What is a server?
In criminal cases, it’s common for law enforcement to seize mobile devices and computers that might have electronically stored information that is relevant to the case at hand (with warrants, of course). In cases involving businesses, that information is often stored on a “server.” It’s far less common for law enforcement to seize a server, but why?
One reason is that the business is often either a victim or a at least did not actively participate in the crime (e.g. an employee stored child pornography on a server at work and the employer found it and reported it). Taking the company’s server(s) would impact their business.
Another, very good, reason is that it’s not necessary. In cases such as hacking, it’s common for the business to hire a computer security firm that specializes in “incident response”. This is specialty is related to digital forensics but with a focus on hacking and security, including getting a business operational after an incident. The incident response firm will collect information, including forensic images (bit-for-bit copies of the device storage or hard drive), and that information can be turned over to law enforcement for use in its criminal investigation.
The forensic images created by an incident response firm will be equivalent to those that law enforcement would create. With mobile phones and personal computers, law enforcement typically doesn’t examine the device itself. Instead, they make a forensic image of the data or use an acceptable but less preferable method such as a backup if the forensic image is not a possibility. If law enforcement has seized the device, they will store it securely and not use it again unless there is an issue with the forensic image. In the end, whether law enforcement size the device or not, they perform their analysis on a forensic image.
Suppose, however, that we’d really prefer that law enforcement take the servers and create the images themselves. Can they do that? Probably not.
Note: the next few paragraphs get pretty geeky so if you get lost, it’s okay. Just plow ahead and I’ll give you the big picture view at the end.
We often refer to a server as if it is a standalone device. The reality is much more complex. In the past, each server was a self-contained unit with processors, memory, hard drives, etc. and each one had an operating system such as Windows or Linux. They were like supped-up desktop computers. Today, servers use technology called “virtualization” to run several systems within the same physical machine. This allows IT departments to use hardware more efficiently. So, one physical machine could run 10 copies of Windows and 10 copies of Linux side-by-side. These systems would not be aware of each other but would share physical resources. If one of these systems has a problem, the others will not be affected.

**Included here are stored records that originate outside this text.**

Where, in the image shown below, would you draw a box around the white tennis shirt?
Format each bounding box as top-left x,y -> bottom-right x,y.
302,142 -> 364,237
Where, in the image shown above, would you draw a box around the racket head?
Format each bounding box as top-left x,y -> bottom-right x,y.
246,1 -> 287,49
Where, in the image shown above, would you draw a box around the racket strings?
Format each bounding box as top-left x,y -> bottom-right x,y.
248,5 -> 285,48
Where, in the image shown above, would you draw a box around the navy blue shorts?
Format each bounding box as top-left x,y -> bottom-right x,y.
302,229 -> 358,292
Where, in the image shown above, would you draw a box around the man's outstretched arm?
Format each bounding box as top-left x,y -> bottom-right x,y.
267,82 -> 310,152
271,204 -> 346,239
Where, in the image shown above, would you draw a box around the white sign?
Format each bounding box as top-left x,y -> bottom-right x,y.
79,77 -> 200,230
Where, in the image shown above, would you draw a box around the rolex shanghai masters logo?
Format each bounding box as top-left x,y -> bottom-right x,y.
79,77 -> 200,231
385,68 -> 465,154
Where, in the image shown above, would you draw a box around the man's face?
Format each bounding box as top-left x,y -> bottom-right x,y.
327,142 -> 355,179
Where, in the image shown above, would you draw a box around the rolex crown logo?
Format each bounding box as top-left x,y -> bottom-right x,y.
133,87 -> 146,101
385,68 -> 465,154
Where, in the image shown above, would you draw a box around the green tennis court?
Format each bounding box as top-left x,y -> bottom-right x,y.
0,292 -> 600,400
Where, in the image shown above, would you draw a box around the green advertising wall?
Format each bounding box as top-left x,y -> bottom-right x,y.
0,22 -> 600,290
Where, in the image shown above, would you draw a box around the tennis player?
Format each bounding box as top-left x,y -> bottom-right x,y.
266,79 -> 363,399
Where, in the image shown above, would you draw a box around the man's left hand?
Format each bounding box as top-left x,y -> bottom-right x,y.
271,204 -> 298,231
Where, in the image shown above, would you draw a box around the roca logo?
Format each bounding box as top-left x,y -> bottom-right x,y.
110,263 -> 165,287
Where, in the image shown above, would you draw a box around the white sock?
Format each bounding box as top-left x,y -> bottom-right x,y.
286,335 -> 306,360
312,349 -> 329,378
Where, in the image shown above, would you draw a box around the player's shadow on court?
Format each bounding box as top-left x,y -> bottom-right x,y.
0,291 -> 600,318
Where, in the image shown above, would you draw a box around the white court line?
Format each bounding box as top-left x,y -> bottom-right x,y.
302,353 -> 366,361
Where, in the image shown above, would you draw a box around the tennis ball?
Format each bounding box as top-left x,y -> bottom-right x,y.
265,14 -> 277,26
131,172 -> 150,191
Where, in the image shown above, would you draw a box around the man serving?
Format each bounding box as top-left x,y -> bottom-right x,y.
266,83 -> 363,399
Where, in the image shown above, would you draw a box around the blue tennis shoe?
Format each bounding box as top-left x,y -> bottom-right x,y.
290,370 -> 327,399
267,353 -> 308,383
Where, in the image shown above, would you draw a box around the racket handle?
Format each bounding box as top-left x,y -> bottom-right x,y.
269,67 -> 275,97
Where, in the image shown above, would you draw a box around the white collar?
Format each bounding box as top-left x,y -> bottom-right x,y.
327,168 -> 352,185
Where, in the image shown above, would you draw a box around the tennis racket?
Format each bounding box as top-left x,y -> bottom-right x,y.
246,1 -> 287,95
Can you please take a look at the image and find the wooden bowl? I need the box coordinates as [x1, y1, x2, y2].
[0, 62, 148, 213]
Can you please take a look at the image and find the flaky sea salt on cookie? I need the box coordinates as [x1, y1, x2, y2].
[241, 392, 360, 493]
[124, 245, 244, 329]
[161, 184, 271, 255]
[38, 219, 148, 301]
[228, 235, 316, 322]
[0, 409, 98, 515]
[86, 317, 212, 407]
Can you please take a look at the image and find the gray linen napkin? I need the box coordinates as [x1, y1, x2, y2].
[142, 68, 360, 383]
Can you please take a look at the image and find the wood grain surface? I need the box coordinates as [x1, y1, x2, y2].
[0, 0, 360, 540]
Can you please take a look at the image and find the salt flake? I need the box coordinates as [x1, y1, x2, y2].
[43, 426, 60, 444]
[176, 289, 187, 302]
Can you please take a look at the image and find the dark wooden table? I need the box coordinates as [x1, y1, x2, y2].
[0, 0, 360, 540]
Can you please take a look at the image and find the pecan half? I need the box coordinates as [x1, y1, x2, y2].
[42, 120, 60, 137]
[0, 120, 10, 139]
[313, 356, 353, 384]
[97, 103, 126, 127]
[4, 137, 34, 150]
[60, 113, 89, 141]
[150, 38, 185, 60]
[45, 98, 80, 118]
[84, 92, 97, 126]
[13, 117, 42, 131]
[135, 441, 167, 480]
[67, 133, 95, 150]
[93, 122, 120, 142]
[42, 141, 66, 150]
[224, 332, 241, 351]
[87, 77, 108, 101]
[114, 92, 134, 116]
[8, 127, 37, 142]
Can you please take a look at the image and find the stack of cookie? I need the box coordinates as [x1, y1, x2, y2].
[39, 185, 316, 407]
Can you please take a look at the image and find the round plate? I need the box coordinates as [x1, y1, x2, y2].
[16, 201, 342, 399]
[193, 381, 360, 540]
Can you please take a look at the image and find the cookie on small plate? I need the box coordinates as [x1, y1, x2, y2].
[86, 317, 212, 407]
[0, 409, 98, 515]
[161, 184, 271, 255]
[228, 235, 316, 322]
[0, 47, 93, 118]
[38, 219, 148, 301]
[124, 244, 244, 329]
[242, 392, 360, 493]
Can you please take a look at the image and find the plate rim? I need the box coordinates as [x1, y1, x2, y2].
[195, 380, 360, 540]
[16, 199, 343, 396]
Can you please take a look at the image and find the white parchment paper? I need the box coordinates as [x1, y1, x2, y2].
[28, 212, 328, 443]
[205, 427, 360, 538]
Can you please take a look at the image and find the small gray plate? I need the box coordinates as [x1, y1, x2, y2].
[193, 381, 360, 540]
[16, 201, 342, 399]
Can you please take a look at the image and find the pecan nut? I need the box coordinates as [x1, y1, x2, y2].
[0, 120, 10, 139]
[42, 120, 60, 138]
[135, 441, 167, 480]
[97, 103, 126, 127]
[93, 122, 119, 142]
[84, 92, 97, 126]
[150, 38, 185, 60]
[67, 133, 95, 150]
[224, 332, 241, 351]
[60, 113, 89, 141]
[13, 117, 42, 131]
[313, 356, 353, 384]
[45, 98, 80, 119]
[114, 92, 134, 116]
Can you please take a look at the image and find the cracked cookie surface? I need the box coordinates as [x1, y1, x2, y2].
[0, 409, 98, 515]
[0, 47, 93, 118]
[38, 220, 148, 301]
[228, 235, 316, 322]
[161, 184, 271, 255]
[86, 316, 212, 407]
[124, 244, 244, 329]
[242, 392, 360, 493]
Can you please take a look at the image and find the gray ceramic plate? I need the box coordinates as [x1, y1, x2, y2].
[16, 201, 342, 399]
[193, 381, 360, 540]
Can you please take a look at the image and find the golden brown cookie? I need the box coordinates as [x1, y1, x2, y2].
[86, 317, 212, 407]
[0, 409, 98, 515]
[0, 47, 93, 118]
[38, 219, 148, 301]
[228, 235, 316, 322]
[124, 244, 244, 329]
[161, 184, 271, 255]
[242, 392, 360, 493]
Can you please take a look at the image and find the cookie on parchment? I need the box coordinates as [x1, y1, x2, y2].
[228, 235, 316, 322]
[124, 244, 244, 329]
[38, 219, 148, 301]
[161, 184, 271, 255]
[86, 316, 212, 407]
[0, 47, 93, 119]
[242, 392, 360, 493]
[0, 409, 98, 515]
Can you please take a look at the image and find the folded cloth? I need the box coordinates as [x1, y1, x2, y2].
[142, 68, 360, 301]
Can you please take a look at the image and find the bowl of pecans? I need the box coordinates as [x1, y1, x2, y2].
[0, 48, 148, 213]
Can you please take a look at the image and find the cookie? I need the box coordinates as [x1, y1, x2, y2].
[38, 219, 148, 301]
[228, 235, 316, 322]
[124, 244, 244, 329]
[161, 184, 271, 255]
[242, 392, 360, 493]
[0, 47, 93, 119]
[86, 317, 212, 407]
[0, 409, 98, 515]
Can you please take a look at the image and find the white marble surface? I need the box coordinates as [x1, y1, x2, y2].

For better efficiency, and for recovery in case of a hardware failure, physical servers can be clustered together. In a cluster, a virtual system (e.g. a Linux web server) can be moved between physical machines at the direction of a system administrator, or automatically.

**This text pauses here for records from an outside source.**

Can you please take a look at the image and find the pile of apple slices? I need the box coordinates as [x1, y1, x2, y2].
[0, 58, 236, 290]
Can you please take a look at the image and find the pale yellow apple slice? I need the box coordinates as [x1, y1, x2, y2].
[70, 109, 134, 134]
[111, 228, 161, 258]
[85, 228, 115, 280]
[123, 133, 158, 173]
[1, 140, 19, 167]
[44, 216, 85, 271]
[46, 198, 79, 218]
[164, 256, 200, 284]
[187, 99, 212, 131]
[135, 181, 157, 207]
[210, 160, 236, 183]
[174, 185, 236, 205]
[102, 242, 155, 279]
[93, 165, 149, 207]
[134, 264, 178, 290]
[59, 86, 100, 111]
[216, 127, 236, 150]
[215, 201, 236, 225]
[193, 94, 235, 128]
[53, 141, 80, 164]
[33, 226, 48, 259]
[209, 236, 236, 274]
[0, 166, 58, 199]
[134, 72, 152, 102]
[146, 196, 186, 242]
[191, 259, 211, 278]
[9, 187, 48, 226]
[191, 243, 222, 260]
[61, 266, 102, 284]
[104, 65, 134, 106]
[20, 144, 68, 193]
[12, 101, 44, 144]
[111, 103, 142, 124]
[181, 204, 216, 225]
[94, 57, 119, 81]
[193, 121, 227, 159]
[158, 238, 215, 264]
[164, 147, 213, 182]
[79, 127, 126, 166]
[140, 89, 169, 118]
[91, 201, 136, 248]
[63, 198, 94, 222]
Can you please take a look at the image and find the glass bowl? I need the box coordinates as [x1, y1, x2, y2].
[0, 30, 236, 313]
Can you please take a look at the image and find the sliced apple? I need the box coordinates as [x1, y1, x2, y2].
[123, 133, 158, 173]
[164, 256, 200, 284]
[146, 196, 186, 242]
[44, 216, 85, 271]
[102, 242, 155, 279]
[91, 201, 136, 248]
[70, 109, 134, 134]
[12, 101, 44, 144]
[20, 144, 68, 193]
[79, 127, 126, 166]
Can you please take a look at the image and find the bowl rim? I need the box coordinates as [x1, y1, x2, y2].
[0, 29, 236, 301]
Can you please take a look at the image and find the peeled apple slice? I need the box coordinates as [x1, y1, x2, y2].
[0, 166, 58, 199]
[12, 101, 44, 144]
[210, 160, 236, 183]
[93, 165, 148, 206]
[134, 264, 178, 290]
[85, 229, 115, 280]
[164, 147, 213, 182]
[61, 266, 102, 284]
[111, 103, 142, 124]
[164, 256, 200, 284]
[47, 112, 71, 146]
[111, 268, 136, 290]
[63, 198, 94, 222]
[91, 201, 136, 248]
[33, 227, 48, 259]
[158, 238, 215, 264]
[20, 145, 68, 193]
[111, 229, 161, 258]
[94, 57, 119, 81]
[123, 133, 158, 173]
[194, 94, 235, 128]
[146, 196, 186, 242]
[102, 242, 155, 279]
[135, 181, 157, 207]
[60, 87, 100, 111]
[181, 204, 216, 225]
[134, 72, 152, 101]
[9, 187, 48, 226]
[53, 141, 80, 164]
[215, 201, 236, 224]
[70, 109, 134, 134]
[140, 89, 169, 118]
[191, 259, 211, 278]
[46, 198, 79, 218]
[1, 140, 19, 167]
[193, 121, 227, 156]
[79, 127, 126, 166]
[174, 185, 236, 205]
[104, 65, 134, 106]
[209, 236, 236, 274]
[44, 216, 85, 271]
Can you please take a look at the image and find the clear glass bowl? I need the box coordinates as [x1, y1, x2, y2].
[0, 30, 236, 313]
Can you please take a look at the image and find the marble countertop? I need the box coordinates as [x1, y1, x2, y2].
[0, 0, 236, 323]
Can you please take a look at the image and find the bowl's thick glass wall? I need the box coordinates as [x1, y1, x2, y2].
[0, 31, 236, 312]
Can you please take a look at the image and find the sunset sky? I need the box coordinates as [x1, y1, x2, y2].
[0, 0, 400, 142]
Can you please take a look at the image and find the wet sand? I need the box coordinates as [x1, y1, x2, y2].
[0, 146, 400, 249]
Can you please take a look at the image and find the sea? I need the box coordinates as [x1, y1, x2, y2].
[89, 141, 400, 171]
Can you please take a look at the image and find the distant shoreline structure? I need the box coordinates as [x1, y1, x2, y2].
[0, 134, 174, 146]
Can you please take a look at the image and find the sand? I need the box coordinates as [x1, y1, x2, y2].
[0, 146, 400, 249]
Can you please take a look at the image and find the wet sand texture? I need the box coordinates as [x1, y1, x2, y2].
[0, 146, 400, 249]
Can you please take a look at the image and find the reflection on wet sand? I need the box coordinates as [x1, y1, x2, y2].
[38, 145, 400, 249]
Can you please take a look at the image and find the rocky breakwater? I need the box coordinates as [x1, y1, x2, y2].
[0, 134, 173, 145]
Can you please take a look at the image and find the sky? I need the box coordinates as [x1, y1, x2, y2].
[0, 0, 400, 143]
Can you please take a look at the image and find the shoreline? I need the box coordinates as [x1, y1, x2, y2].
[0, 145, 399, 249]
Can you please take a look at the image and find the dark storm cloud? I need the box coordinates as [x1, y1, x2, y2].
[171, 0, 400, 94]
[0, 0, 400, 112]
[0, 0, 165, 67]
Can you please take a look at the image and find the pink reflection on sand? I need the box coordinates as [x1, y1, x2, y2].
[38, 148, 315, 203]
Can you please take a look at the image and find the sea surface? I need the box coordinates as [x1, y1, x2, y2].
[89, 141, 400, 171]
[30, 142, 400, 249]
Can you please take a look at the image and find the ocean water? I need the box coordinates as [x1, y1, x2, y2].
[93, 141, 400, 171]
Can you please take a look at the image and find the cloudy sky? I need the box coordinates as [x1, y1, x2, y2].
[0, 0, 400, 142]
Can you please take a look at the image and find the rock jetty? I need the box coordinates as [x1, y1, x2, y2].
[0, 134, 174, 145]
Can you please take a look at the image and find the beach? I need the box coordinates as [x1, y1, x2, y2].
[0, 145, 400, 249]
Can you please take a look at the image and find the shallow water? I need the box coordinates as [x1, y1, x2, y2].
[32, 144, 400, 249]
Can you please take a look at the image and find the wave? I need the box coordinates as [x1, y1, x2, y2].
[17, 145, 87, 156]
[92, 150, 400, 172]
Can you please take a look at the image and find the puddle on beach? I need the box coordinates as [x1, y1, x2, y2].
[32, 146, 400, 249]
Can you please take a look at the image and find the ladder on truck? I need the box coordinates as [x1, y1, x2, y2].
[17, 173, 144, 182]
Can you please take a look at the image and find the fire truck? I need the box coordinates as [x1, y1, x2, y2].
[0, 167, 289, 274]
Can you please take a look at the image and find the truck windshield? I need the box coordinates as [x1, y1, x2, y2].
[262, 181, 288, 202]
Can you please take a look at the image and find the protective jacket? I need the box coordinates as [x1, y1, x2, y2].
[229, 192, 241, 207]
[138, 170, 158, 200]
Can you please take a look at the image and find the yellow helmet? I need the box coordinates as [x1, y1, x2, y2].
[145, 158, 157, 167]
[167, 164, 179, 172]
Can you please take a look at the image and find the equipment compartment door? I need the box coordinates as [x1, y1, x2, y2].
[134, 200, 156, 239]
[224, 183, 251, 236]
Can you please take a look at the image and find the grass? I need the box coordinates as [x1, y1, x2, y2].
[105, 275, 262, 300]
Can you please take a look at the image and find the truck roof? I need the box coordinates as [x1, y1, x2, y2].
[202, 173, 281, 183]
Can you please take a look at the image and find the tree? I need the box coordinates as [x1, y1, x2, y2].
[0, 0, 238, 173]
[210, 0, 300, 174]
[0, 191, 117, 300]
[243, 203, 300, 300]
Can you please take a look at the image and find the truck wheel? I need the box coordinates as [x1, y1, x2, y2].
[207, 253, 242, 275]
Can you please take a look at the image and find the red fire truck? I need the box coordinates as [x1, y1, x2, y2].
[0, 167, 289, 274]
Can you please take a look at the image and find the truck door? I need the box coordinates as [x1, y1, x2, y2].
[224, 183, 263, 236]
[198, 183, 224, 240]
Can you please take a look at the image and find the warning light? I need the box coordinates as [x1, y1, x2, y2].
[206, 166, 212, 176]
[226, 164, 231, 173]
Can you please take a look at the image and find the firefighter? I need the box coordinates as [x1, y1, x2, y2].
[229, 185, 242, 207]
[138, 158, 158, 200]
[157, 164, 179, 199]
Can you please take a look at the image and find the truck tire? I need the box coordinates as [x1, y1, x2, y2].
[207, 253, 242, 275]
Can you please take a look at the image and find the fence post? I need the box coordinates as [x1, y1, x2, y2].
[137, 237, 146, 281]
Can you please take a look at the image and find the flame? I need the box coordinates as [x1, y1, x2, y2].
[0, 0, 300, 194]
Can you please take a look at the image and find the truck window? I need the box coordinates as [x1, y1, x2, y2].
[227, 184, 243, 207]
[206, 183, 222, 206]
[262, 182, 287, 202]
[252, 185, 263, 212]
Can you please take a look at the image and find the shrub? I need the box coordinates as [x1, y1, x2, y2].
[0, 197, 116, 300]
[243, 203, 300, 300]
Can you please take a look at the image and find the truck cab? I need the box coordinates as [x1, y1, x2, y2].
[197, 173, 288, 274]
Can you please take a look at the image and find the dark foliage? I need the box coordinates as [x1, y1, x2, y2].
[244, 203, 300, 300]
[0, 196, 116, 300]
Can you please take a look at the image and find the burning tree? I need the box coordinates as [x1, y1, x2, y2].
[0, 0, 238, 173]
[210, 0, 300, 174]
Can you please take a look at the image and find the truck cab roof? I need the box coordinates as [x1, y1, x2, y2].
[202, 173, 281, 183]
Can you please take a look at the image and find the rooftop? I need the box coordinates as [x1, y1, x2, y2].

And, whereas a personal computer typically has one or two hard drives (to store our files and the operating system), a server may need a massive amount of storage. It’s difficult to fit all of that into one physical unit so many organizations buy servers that have little or no storage in them. Instead, they put all of their hard drives into a shared storage unit called a SAN. The SAN can manage hundreds of hard drives and provide storage to each server over the network. One major advantage of a SAN is that it frees the server up from having to worry about the individual hard drives; the SAN can combine several drives into one big block of storage or split up a drive into several small ones. In order to communicate, most SANs require their own network switch. Most of us have a switch/router at home to connect to the Internet. The switch used with a SAN is similar but more powerful and (at least) several tens of times more expensive.
If you got lost, here’s where I sum this up:
In the past, a server might have been one physical computer running one copy of Windows. Today, it might be a cluster of three physical machines running seventy copies of Windows and/or Linux that connects to a shared storage device (bucket of hard drives) via a dedicated network switch. That equipment will draw a tremendous amount of power and needs to be in a room with a dedicated air conditioner. It can also cost $100,000 or more and might be used to process all of a business’s important operations. It’s no wonder a business would be reluctant to hand it all over.
The best approach in most cases will be to either work with the business to get the relevant information off of the servers, or to let the business work with a security firm to provide that information. In most cases, the business will already have the tools necessary to produce images for any servers that are relevant to the case. The business, or the security consultants, may also be able to produce logs from other devices, such as a firewall, that might be of interest.
Disclaimer: This post focuses on the technical issues involved. It does not attempt to address any of the legal issues involved in what an organization might or might not be compelled to provide to assist an investigation.